O Palmeiras voltou ao trabalho na tarde desta terça-feira após a derrota para o Flamengo por 5 a 2, resultado que deixou a equipe alviverde fora do G-4 - caiu para o quinto lugar, com 61 pontos. O clima no clube é de tensão, principalmente depois da confusão envolvendo o técnico Vanderlei Luxemburgo e membros da principal organizada do clube e das ameaças de morte que o diretor de futebol Savério Orlandi sofreu.
Nesta terça-feira, os jogadores Kléber e Leandro concederam entrevista coletiva e disseram que não temem agressões por parte de torcedores.
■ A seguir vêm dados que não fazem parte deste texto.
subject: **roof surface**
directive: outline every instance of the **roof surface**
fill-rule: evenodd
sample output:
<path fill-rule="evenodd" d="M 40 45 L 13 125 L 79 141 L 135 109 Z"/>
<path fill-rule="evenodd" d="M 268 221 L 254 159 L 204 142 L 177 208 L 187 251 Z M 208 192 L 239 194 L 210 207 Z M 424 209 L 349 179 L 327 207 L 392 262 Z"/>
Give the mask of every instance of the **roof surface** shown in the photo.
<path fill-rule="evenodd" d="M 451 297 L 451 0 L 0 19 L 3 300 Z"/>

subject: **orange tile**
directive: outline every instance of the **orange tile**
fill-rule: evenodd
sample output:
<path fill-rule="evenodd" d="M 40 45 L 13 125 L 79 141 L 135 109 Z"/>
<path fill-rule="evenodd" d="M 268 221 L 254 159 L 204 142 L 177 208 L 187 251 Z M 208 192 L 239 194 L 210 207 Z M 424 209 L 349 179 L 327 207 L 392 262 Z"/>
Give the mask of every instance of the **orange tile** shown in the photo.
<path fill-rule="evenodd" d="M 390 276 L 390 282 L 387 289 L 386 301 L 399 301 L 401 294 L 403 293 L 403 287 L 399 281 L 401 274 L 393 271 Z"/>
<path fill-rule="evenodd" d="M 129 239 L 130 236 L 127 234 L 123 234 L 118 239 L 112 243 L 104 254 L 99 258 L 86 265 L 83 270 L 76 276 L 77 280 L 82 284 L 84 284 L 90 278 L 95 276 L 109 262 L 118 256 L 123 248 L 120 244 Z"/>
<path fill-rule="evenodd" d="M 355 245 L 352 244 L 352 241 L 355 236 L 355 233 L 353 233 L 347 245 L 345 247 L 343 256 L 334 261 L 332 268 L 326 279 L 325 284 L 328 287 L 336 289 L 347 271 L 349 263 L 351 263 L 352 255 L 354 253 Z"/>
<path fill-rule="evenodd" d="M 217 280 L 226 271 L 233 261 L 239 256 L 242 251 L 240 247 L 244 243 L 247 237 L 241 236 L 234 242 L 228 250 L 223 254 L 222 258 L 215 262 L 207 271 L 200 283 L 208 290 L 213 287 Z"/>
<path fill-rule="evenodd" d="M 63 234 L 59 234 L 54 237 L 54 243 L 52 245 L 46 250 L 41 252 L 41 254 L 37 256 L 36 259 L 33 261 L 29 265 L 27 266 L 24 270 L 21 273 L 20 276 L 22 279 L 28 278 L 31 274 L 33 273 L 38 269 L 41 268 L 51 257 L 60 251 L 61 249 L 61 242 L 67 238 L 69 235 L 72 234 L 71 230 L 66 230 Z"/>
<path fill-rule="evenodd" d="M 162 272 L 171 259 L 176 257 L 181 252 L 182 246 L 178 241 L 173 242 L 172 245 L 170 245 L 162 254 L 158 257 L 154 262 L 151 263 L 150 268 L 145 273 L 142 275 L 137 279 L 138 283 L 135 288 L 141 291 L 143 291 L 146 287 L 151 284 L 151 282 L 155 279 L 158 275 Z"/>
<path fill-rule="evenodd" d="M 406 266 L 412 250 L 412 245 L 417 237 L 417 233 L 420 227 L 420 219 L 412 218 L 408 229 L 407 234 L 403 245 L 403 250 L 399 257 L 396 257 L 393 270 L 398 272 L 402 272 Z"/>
Afirmaram também que não vão se esconder nem alterar suas rotinas.
"Tem que encarar a situação. Não somos bandidos para apanhar", decretou Leandro. "A gente deu esperança para a torcida de conquistar o título, mas infelizmente não foi possível. Se tiver que ir ao shopping, ao supermercado para fazer uma compra, vai. Vai fazer o que? Andar com segurança, polícia? Só acho que não pode ir pra balada."
Kléber, que caiu nas graças dos torcedores e continua sendo ovacionado mesmo nesse momento conturbado, endossou o discurso do companheiro. "Pelo respeito à torcida, e até por um bom senso, o cara não pode cair na noite, mas também não pode deixar de ir ao shopping, de jantar com namorada, filho, esposa... Como o Leandro disse, não tem bandido aqui. A gente não gostaria de ter perdido os jogos, mas infelizmente aconteceu."
No retorno do Rio de Janeiro, no último domingo, um forte esquema de segurança foi montado para levar a delegação palmeirense do aeroporto de Congonhas para a Academia de Futebol da Barra Funda. A diretoria também informou que reforçaria a segurança no centro de treinamento, e o técnico Vanderlei Luxemburgo pediu proteção pessoal ao Estado.
"A cobrança pode existir, mas agressão não. Eles vão torcer, viajam sem ajuda, pagam ingresso, e por isso podem cobrar", observou Leandro. "Imagina se fosse o contrário, a gente ir lá onde eles ficam e cobrar também."